Chaos and engineering are two words you would never have seen together before the year 2010. Probably because engineering is generally considered constructive while chaos is, well, quite the opposite. That being said, when you first read about Netflix’s Chaos Monkey, the original chaos engineering tool, it’s tempting to imagine a monkey pulling out wires and hammering on systems with a wrench at random. Quite the contrary, however, chaos engineering is a disciplined approach to finding faults before they become outages. This is done by proactive failure testing or injecting failures in a controlled manner so that the system’s ability to respond can be measured and improved upon. These failures could be anything from injecting latency to network failures to high CPU and memory usage. You can even simulate a DDoS (distributed denial-of-service) attack or any other event that would cause disruption to your services. Quoting Seth Eliot from AWS, “You can’t consider your workload to be resilient until you hypothesize how your workload will react to failures.” And that brings us to Chaos Mesh.
Built for Chaos
Chaos Mesh 1.0 hit general availability earlier this month and is an open-source, CNCF hosted, cloud-native chaos engineering solution that orchestrates fault injection for complex systems on Kubernetes. Chaos Mesh was developed at PingCAP for fault-testing their open-source database system TiDB. It is the second CNCF-hosted project from PingCAP after TiKV, the distributed key-value storage engine. PingCAP CTO Ed Huang stated that “traditional deterministic testing” isn’t enough to ensure resilience in distributed systems on Kubernetes.
Built exclusively for Kubernetes, Chaos Mesh covers chaos experiments on everything from pods to networks to file systems and even the kernel itself. Chaos Mesh aims to be a “universal” and neutral chaos testing platform that’s easy-to-use, as well as scalable to the petabyte level. Being Kube-native, it requires no special dependencies or modifications and can be deployed directly on clusters. Another advantage is that it integrates well with other testing frameworks and can even perform chaos experiments in production environments.
Unlike in the past, where servers being “up” was an indication of everything being as it’s supposed to be, today it’s about functionality and user experience. Similar to how Netflix checks its pulse by calculating the number of times the play button is pressed, Chaos Mesh works by simulating pod downtime using TiKV and then analyzing how this affects the QPS (queries per second).

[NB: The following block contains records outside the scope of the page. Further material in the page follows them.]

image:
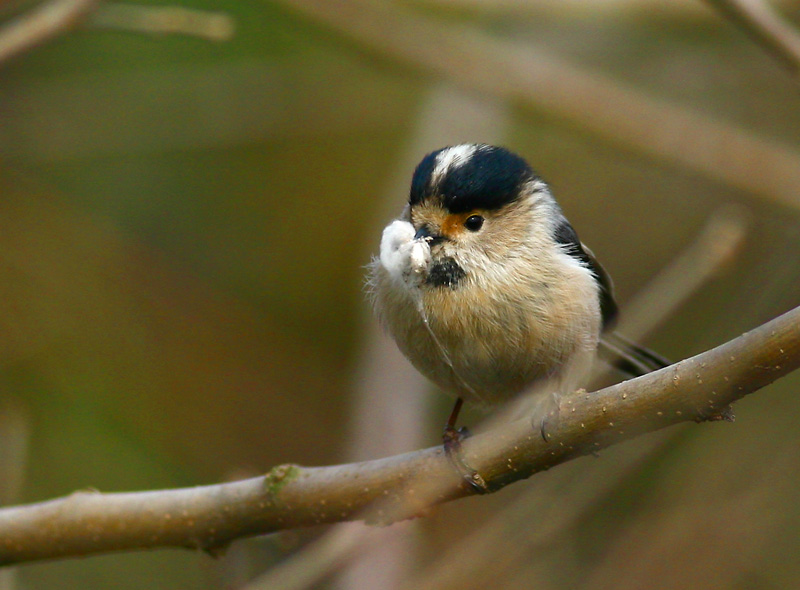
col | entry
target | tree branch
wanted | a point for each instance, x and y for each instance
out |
(41, 25)
(210, 517)
(759, 20)
(529, 77)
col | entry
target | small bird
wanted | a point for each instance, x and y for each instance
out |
(486, 288)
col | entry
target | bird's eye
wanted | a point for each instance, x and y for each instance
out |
(474, 222)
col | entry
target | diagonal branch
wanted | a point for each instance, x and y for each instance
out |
(210, 517)
(529, 77)
(759, 20)
(42, 24)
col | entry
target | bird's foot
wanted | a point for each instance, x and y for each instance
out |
(451, 439)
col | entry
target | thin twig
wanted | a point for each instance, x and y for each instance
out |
(759, 20)
(210, 517)
(41, 25)
(590, 101)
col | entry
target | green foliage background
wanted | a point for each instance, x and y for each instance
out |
(183, 229)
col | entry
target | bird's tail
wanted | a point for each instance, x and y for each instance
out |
(628, 357)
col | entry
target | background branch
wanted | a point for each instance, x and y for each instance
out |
(41, 25)
(759, 20)
(591, 101)
(210, 517)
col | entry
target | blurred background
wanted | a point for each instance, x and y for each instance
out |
(187, 202)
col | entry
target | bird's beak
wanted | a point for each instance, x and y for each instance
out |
(424, 233)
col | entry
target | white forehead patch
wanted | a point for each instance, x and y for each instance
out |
(452, 157)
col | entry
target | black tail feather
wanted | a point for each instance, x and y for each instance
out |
(629, 357)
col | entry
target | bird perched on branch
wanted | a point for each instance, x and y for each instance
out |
(486, 288)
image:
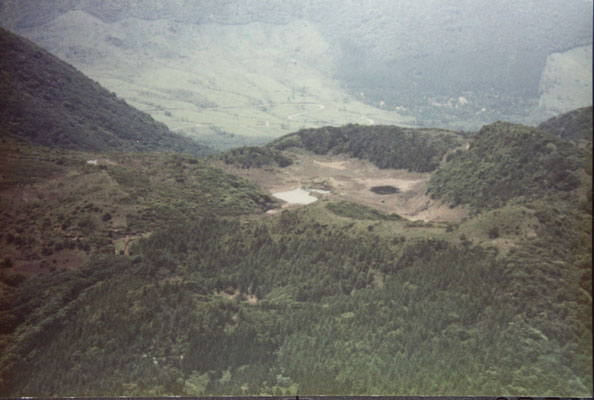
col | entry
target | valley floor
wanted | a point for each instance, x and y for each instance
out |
(352, 179)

If the button in question doesn’t do what it’s supposed to, users are going to keep pressing it, causing the QPS to go up and indicating that something isn’t functioning right.
In such a case where a crashed pod causes the QPS to fluctuate and then come back to acceptable levels within a minute, you know your system is resilient, and you can move on to the next test. However, in the case where it takes up to nine minutes to return to normal, like in this example, further investigation is required. Chaos Mesh features two kinds of pod-level fault injections, namely, pod-kill and pod-failure. While the latter simulates a pod being unavailable, the former, as the name suggests, simulates a pod being killed, you can also create custom pod-level faults like PodNetworkChaos or PodIOChaos.
Now bear in mind, a crashed pod is just one example of fault injection that Chaos Mesh is capable of. There are six chaos types: PodChaos, NetworkChaos, TimeChaos, StressChaos, IOChaos, and KernelChaos. Concerning networking errors, in particular, you have a lot more options than the other chaos types. There’s network-delay, network-corrupt, network-loss, network-duplication, and network-partition, all of which affect the network as their names suggest. For filesystem chaos, you have just two, I/O delay and I/O error that simulate file system I/O delays and errors, respectively.
Other major chaos experiments include container-kill, an important one because it lets you kill a specific container in a pod, CPU-burn that stresses the CPU of a selected pod, and Memory-burn that stresses its memory. TimeChaos is also an important one, especially in a distributed environment where it’s critical to maintain a synchronized clock across all nodes to remain compliant and maintain security. TimeChaos introduces a fault called “clock skew” that basically introduces a time difference between the clocks on different nodes to see how your systems respond.
Now CustomResourceDefinition or CRD is a powerful Kubernetes feature that basically extends the Kubernetes API to allow you to define custom resources. Chaos Mesh uses this ability of Kubernetes to define custom chaos objects like the 6 chaos types we mentioned earlier. Chaos Mesh also leverages existing CRD implementations wherever applicable and allows you to use existing CRDs to build new objects to start chaos experiments with. New objects can be created or existing CRDs updated with a YAML file or a Kubernetes API.
The YAML method is the preferred method here, especially since it can conduct chaos experiments post-deployment. To create your own custom chaos experiment, you need to create your own YAML config file though it’s pretty easy to find examples online. Alternatively, CRDs can be manipulated directly through the Kubernetes API. The fact that Chaos Mesh defines chaos objects with CRDs makes it a natural fit for Kubernetes for Kubernetes-based applications. This also makes installation a lot easier since it’s as simple as applying a set of CRDs to a cluster.
Chaos Mesh components
At the moment, Chaos Mesh is made up of two core components, Chaos Operator, which performs the orchestration (GA and is fully open-sourced), and Chaos Dashboard, that’s essentially a web UI for creating, managing, and monitoring chaos experiments (under development). The Chaos Operator is also referred to as the controller-manager and uses object controllers to manage CRDs, and admission-webhook controllers to insert sidecar proxies into containers. The Chaos Operator also features a Chaos Daemon functioning as an agent, running a pod on each node.
The Chaos Daemon here is a daemonset running with privileged permissions for a specific node. The controller-manager relays the required actions to the daemonset that, in turn, uses its privilege to manipulate the system to affect the target pods as required. Admission Webhooks comes into the picture when we’re looking to simulate more serious IO type failures, which are achieved by injecting chaos-sidecars into pods during app deployment and basically hijacking the IO by intercepting file-system calls. Based on how the above scenario affects the QPS, the necessary changes can be made to avoid outages caused by similar situations.
Chaos Mesh competition
Chaos Mesh is by no means the only option for a chaos engineering platform, and another CNCF hosted competitor that checks a lot of the same boxes is called Litmus or LitmusChaos. We say this because, like Chaos Mesh, Litmus is an open-source, cloud-native, uses CRDs for chaos management, and is built for Kubernetes. Other popular options include the original chaos engineering tool Chaos Monkey, Gremlin that offers chaos engineering as a Service, Chaos Toolkit, and KubeInvader.
Breaking good with chaos engineering
While chaos engineering may sound like a new-fangled oxymoron and breaking things in production may just sound just crazy, breaking things “productively” is quickly becoming the standard for resiliency testing in Kubernetes.